Le groupe socialiste, écologiste et républicain (SER) a pour sa part regretté l’introduction, en séance publique, d’un amendement de sénateurs de droite et du centre relatif aux messageries cryptées. Celui-ci impose aux plateformes de « mettre en œuvre les mesures techniques nécessaires afin de permettre aux services de renseignement d’accéder au contenu intelligible des correspondances et données qui y transitent », explique l’objet de l’amendement.

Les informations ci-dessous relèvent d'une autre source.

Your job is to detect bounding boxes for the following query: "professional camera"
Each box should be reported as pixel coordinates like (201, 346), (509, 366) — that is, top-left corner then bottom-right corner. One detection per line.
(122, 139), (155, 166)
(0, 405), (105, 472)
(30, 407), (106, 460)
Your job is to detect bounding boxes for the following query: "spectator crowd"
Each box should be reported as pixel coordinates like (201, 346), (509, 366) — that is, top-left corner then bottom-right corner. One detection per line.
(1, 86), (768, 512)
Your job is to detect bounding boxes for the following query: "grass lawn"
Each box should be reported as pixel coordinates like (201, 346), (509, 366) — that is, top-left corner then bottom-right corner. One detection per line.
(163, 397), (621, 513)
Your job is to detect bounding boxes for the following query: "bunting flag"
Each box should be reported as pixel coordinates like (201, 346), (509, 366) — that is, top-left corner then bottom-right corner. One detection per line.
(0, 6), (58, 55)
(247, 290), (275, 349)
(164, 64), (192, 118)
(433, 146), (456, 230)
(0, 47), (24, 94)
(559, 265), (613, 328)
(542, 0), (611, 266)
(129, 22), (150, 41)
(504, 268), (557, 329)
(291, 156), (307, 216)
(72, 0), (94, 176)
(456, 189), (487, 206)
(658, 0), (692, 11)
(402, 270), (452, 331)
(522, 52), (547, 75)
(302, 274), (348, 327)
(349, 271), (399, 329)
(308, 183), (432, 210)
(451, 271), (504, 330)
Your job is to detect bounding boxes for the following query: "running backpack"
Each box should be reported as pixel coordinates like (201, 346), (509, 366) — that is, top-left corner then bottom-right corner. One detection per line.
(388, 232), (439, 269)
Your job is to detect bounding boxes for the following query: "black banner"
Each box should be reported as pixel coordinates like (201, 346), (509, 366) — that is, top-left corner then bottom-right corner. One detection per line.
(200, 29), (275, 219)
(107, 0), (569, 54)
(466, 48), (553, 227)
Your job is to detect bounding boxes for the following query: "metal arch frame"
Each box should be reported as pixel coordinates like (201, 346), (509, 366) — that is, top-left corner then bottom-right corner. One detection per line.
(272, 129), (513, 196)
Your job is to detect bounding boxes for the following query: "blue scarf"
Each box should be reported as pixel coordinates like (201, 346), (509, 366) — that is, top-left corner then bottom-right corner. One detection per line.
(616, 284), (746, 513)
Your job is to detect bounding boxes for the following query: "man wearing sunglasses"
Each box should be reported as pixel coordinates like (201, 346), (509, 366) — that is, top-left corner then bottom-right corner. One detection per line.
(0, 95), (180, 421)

Cet accès serait limité aux seules données ayant fait l’objet d’une autorisation spécifique, après avis de la Commission nationale de contrôle des techniques de renseignement (CNCTR). Une amende de 1,5 million d’euros pour les personnes physiques et jusqu’à 2% du chiffre d’affaires mondial annuel hors taxes pour les personnes morales est prévue pour ceux qui refuseraient de s’y plier.

Pour assurer le respect de ces exigences de coopération, il est proposé de renforcer les sanctions pénales applicables aux personnes physiques et morales qui refuseraient de s’acquitter de leurs obligations : une amende encourue de 1,5 million d’euros pour les personnes physiques commettant ces infractions de manière habituelle et une amende pouvant atteindre jusqu’à 2% du chiffre d’affaires mondial annuel hors taxes, pour les personnes morales se trouvant dans la même situation.

Une disposition qui aurait dû nécessiter un texte distinct à la suite d’une étude d’impact, selon le socialiste Jérôme Durain, pour qui « un dispositif à ce point intrusif méritait un débat approfondi ».

Des messageries concernées sont par ailleurs vent debout contre ce projet. L’entreprise suisse Proton s’est émue d’une proposition de loi « mettant en danger des millions de citoyens et entreprises en France » en introduisant des « portes dérobées » dans les applications. « Il est impossible de créer une porte dérobée qui ne laisserait entrer que les acteurs autorisés à le faire », a-t-elle plaidé, tout en appelant la France à « montrer l’exemple et défendre la vie privée, la sécurité et le chiffrement de bout en bout ».

Pas de volet préventif

Certains pans du narcotrafic brillent au contraire par leur absence. Les groupes communiste, écologiste et démocrate ont regretté que les actions de prévention n’aient pas été intégrées au texte. « On m'a rétorqué que ce n'était ni le lieu ni le moment. Alors, quand ? », s’est étonnée Marie-Laure Phinera-Horth, sénatrice du groupe Rassemblement des démocrates, progressistes et indépendants (RDPI, où siègent des membres de Renaissance), qui a également regretté que le texte ne parle pas des « petites mains », « ce phénomène qui frappe les territoires ultramarins ».

Même remarque du groupe RDSE, qui a rappelé que « le narcotrafic structure l'espace social ». La sénatrice Sophie Briante Guillemont a appelé à « ne pas se contenter d'un volet répressif. Il faudra aussi plus de République ». Le membre du groupe communiste Jérémy Bacchi a de son côté plaidé pour intégrer des mesures de protection des dockers, douaniers, agents pénitentiaires, avocats, magistrats, policiers et gendarmes contre la corruption.

Le gouvernement ayant engagé la procédure accélérée pour ce texte, une seule lecture sera nécessaire à l’Assemblée nationale.